Which path to follow? Utilizing proteomics to improve therapy choices for breast cancer patients
Published in Expert Review of Proteomics, 2020
Aurora S. Blucher, Gordon B. Mills, Yiu Huen Tsang
In addition, RNA profiling as well as analysis of 50 breast cancer-associated genes (the PAM50 assay) revealed 5 breast tumor intrinsic subtypes including luminal A, luminal B, HER2-enriched, basal-like and normal-like breast cancer [18]. The PAM50 classification allows allocation of patients into subsets for more precise prediction of recurrence risk and survival.

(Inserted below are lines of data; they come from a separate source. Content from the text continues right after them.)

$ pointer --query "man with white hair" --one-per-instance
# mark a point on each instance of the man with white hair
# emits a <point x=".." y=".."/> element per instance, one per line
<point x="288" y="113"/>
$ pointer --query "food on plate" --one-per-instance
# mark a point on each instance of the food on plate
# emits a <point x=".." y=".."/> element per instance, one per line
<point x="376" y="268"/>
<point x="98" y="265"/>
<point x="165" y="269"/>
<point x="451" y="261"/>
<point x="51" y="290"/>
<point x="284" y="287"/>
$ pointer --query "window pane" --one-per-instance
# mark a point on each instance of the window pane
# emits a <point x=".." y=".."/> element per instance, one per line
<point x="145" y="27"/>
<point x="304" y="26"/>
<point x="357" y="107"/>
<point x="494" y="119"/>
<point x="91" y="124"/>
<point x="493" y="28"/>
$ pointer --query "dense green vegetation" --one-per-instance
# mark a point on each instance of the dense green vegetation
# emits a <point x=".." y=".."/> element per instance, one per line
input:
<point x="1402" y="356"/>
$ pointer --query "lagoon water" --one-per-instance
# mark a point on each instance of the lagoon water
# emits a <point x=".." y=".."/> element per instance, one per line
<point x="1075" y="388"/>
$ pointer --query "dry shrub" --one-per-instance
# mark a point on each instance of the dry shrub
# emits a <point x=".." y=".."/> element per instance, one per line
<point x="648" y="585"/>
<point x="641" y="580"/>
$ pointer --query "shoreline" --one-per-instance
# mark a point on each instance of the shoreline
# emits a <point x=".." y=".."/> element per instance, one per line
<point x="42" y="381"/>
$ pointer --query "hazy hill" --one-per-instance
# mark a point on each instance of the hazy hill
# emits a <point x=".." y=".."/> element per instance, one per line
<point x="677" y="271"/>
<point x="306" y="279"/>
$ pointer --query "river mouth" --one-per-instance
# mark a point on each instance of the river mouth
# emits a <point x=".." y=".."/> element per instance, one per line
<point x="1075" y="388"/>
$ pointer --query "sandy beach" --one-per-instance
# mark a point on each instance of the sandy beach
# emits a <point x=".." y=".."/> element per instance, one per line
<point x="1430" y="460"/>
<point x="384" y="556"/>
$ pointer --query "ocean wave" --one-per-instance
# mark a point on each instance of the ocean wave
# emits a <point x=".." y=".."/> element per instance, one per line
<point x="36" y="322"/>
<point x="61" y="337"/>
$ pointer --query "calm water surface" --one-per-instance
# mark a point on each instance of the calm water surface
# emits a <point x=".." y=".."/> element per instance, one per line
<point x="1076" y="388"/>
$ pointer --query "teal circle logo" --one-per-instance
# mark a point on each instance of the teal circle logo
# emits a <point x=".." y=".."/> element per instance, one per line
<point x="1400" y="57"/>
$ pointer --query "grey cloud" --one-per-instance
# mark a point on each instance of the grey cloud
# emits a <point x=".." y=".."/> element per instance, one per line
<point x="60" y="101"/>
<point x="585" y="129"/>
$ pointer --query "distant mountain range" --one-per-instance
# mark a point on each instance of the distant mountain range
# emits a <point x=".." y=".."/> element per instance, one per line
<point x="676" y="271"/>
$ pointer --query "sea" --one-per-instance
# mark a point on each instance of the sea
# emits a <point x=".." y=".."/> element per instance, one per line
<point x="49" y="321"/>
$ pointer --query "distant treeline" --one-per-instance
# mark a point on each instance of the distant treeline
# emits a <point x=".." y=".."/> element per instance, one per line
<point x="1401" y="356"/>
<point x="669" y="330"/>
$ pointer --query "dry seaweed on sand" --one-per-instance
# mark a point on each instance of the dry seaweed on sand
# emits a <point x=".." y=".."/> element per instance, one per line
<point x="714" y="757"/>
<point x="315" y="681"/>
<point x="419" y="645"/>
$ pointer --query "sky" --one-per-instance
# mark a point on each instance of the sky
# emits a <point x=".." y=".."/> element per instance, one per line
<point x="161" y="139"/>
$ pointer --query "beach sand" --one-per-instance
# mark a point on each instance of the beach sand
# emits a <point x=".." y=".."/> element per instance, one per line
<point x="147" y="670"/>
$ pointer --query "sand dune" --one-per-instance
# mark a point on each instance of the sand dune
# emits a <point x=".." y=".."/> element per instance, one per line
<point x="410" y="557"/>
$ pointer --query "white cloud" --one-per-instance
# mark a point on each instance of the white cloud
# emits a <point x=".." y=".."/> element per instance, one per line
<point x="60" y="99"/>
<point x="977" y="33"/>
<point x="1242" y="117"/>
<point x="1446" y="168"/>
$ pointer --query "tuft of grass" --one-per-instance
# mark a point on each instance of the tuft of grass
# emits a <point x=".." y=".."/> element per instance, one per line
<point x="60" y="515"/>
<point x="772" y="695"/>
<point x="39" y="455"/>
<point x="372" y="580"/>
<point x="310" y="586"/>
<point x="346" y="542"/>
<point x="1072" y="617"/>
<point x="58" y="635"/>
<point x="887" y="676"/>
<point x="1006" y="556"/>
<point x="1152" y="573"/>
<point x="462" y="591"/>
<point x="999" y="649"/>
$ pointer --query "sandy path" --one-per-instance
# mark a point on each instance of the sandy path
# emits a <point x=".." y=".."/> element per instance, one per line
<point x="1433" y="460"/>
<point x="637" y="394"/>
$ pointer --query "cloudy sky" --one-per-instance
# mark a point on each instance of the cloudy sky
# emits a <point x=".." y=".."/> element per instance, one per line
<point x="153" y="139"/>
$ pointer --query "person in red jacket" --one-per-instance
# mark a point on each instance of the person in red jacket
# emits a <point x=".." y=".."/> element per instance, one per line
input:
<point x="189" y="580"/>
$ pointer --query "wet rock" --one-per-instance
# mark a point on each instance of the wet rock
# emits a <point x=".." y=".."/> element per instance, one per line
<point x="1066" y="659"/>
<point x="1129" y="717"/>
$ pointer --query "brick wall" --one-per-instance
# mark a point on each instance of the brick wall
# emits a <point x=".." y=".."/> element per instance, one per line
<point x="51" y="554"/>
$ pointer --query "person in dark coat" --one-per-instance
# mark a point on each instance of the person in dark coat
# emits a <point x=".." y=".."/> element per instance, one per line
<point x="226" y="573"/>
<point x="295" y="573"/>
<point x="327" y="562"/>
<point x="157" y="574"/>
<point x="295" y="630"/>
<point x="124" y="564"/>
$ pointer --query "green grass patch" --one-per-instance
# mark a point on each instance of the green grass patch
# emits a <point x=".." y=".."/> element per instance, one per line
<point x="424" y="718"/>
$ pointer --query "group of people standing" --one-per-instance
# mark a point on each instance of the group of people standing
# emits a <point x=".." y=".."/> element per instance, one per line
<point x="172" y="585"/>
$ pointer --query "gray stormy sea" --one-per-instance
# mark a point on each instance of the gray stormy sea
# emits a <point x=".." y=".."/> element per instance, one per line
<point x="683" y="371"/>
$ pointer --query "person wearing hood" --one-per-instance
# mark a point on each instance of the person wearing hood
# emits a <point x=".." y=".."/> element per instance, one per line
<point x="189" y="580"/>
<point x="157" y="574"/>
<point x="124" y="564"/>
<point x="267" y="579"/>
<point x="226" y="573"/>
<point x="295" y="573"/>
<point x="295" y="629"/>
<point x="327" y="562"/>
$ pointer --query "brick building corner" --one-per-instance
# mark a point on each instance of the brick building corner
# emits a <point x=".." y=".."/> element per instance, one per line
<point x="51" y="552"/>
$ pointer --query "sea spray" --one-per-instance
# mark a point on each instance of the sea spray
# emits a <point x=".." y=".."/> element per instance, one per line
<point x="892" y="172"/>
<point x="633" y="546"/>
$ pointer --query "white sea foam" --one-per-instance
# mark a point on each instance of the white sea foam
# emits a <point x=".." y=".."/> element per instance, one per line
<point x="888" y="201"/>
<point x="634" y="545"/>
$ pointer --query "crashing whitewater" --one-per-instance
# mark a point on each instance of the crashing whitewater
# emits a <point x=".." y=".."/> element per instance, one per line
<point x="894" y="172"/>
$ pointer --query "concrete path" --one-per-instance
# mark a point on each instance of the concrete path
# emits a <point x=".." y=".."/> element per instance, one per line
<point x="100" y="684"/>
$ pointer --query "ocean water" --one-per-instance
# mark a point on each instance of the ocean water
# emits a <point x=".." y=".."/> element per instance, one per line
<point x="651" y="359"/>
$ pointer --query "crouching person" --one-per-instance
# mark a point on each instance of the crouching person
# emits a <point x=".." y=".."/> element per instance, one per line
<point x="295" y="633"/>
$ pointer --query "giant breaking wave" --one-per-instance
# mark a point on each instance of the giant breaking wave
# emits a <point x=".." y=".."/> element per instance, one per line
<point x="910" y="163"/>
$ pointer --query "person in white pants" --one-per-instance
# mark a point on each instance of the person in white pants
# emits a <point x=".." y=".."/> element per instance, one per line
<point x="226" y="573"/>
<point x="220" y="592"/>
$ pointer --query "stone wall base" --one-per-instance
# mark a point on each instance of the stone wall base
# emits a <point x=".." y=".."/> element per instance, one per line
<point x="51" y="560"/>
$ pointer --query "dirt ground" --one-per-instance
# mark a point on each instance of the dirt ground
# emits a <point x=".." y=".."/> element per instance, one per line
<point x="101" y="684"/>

For patients with early luminal breast cancers, multigene expression-based predictors such as MammaPrint, Oncotype DX, and Prosigna can recognize low-risk patients who do not require or benefit from chemotherapy [19]. However, these assays do display potential misclassification for a subset of patients [20] and do not fully reflect the tumor functional heterogeneity as they are a ‘grind and bind’ approach that homogenizes the tumor by mixing tumor and stroma cells as well as destroying cellular architecture and heterogeneity. Furthermore, protein levels and even more importantly, protein function are poorly reflected in DNA and RNA levels. Recent advances in proteomic technologies permit deep functional profiling of clinical samples to address potential mRNA-directed subtype misclassification caused by 1) variations in transcript-protein abundance correlations, 2) inability to recapitulate post-translation modifications (e.g. protein phosphorylation, methylation, and acetylation) induced by ligand-mediated interplay between tumor and stroma, 3) the lack of characterization of extracellular space and 4) poor characterization of other cells such as lymphocytes in the tumor ecosystem.